在朱瞻堂問之前,林成的大腦就已經開始飛速運轉。
朱瞻堂出的這個謎題,最關鍵的提示就是他的那句,跟抓柳玉和基本上是一樣的重要。
如果說眼下有誰能跟柳玉和相提並論的話,那也只有海沙會的老大潘寶有這個價值。
這一次朱瞻堂重創了海沙會,雖然沒抓到潘寶,但對方的實力已經是大不如前。
所以朱瞻堂的意思很簡單,就是想讓吳大彪和自己去把海沙會給滅了。
“如果卑職沒猜錯的話,殿下這一次將海沙會重創,殿下的意思,是想讓吳百戶和卑職去把海沙會給滅了?”
“林總旗果然聰明,本王正是此意。
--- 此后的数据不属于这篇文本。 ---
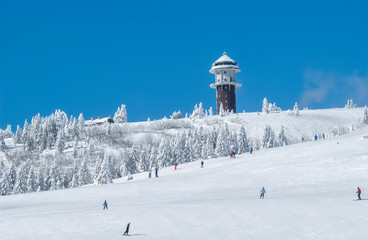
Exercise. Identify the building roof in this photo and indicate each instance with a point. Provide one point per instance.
(224, 62)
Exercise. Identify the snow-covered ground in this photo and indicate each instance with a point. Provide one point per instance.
(310, 195)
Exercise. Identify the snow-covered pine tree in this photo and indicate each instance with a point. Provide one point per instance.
(178, 148)
(176, 115)
(3, 146)
(75, 147)
(222, 146)
(152, 158)
(265, 108)
(188, 152)
(121, 115)
(12, 177)
(40, 181)
(18, 135)
(132, 161)
(163, 153)
(210, 112)
(268, 140)
(296, 109)
(282, 138)
(143, 164)
(31, 181)
(104, 176)
(209, 146)
(197, 112)
(21, 182)
(243, 141)
(5, 188)
(222, 110)
(60, 142)
(233, 142)
(350, 104)
(84, 174)
(97, 171)
(81, 124)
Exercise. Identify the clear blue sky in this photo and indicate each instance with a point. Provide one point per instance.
(154, 56)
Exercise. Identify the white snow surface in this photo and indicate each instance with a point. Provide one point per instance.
(310, 195)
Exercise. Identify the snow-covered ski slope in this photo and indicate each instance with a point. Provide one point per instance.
(310, 191)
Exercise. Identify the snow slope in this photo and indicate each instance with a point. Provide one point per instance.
(310, 190)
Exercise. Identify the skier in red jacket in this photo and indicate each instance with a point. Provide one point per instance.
(359, 192)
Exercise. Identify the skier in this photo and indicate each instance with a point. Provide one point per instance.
(263, 191)
(127, 230)
(130, 176)
(359, 192)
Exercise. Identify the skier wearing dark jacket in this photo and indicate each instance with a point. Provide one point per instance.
(359, 192)
(127, 230)
(263, 191)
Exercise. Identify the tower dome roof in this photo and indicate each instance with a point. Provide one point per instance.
(224, 62)
(224, 59)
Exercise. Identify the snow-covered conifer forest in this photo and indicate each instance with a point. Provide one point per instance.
(61, 151)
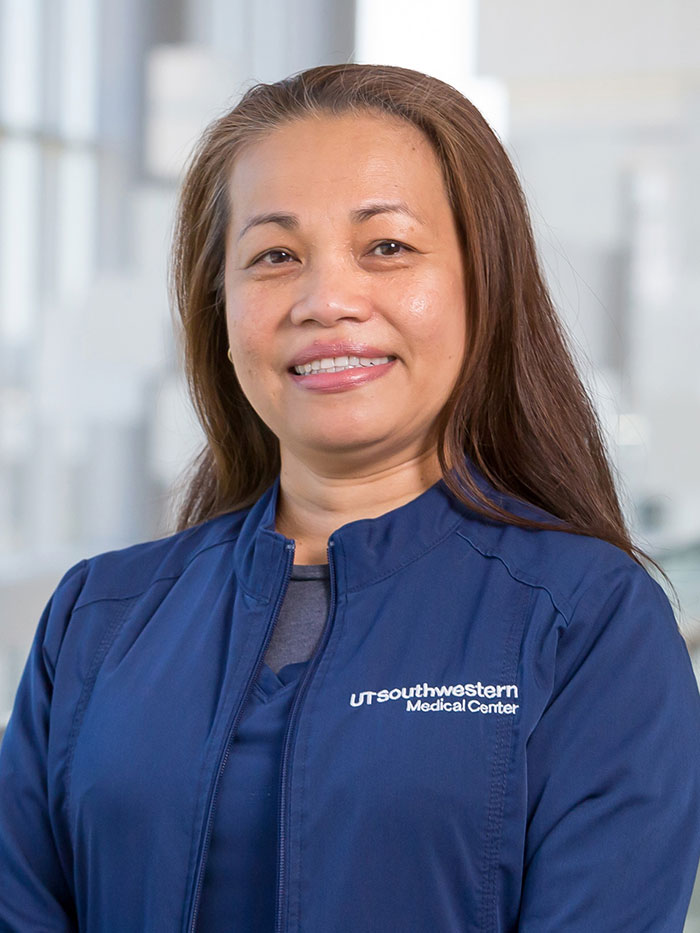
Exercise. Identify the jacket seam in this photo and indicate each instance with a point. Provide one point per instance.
(165, 578)
(499, 779)
(520, 577)
(84, 699)
(405, 563)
”
朱瞻堂滿意地點了點頭。
而吳大彪一聽原來朱瞻堂的意思是要讓他們去把海沙會給滅了,這讓他高興極了。
於是他趕緊朝抱拳道。
“請殿下放心,卑職和林總旗一定把潘寶給殿下帶回來。”
“潘寶是死是活不重要,但絕不能讓海沙會那些傢伙跑了,一定要斬草除根,把他們的老巢徹底剷平。”
“你們現在即刻出發。”
“卑職遵命。”
吳大彪和林成接下這個任務之後,朱瞻堂就讓他們馬上動身出發。
出了房間之後,吳大彪臉上的笑容就一直停不下來。
要不是因為在大庭廣眾之下,擔心被別人發現自己接了個好任務,吳大彪怕是得大笑三聲才行。
但即便他沒笑出聲,光看吳大彪的表情就知道他肯定是遇到了什麼好事。
就在吳大彪和林成從旁邊走過時,趙琦小聲朝段無極說了句。
“大人,你看吳大彪。”
被趙琦這麼一提醒,段無極馬上轉頭朝吳大彪看了過去。
等對方走遠之後,趙琦才緩緩開口道。
“吳大人笑得這麼高興,肯定是殿下給了他們什麼好任務了。”
吳大彪是個直腸子,辦起事來風風火火,有點大大咧咧的性格。
這樣的人在錦衣衛裡面想混出頭,難度不是一般的大。
如果不是遇上朱瞻堂的話,到現在為止,吳大彪恐怕還只能當個總旗。
“怎麼?你嫉妒了?”
段無極回過頭笑著問道。
“卑職不是這個意思。”
趙琦趕緊搖頭否認。
雖然嘴上否認,但要說不嫉妒吳大彪和林成的話,那顯然是不可能的事情。
別看這一次他們跟著朱瞻堂在海上大殺四方,但這功勞能分到多少,那還真是未知之數。
畢竟有那麼多人分,就算再大的功勞,分成好幾份,到自己頭上也剩不下多少了。
但吳大彪和林成就不同了,他們只要立了功,功勞也就只有他們倆人分。
更別說朱瞻堂對更是他們十分的器重,這讓趙琦很是眼紅。
在他看來,吳大彪晉升升千戶,恐怕要比他更早一些。
“我勸你最好不要胡思亂想,把殿下交代的事情做好才是最重要的。”
“你升百戶還不到一年的時間,就已經開始惦記起了千戶?”
“想升官發財是人之常情,但飯要一口一口吃,路要一步一步走,太貪心的話,不是噎著就是要摔倒。”
段無極的敲打把趙琦給嚇了一跳。
要說想升官誰不想,但段無極現在還只是千戶而已,他如果升了千戶那豈不是和段無極平起平坐。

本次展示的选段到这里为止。